Wie auch immer: Anna Netrebko war die Tosca. Und da sind wir alle dabei, staunend, wie stets bei dieser Künstlerin, das Wachsen und Werden eines Rollenporträts zu bewundern. Schon an der Scala nötigte die makellose Beherrschung in allen vokalen Lebenslagen Respekt ab: Die Tiefe, wenn auch oft kräftig betont, klingt satt und fundiert. Vor allem aber: Die Stimme behält bis zum hohen C ihren samtweichen, volltönenden Charakter. Dass sich der Wiener Orchesterklang und Netrebkos Sopran im "Vissi d'arte" aufs Herrlichste mischen würden, war vorherzusehen. Dass die Netrebko während der heftigsten Aufwallungen gegen Scarpia ihren offenbar durch nichts zu irritierenden Wohlklang bewahren kann, darf als kleines Wunder gelten: Wer da gefürchtet hatte, die Ausflüge ins dramatische Repertoire könnten der Jahrhundertstimme etwas anhaben, darf sich getrost zurücklehnen und genießen, als ginge es um "La Boheme".
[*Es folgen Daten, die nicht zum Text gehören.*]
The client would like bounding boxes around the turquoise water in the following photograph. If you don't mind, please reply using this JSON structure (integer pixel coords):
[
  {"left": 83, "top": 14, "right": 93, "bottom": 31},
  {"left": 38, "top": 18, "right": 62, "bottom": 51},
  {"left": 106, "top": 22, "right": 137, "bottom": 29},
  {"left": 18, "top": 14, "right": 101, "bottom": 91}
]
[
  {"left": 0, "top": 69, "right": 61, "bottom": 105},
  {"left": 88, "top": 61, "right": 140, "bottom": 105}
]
Keine Stilfragen im Ausnahmezustand

Und wer jetzt nicht ganz ungerechterweise anmerken möchte, dass Puccini nicht immer gleich Puccini ist, sei darauf verwiesen, dass auch die Netrebko noch ein paar Mal von der Engelsburg springen wird - möglicherweise nach Erschießung anderer Tenöre und unter Berücksichtigung von Fragen wie jener nach den ausdrucksmäßig geschärfteren, pikanteren, rücksichtsloseren Tönen, die man in "Tosca" hören dürfte, und die diesmal vor allem das Orchester anschlug. Aber wir hatten ja beschlossen, im Angesicht des Ausnahmezustands keine Stilfragen zu stellen. Die Staatsoper hat "Tosca" mit Anna Netrebko in die Welt geschickt. Das soll ihr heutzutage einer nachmachen!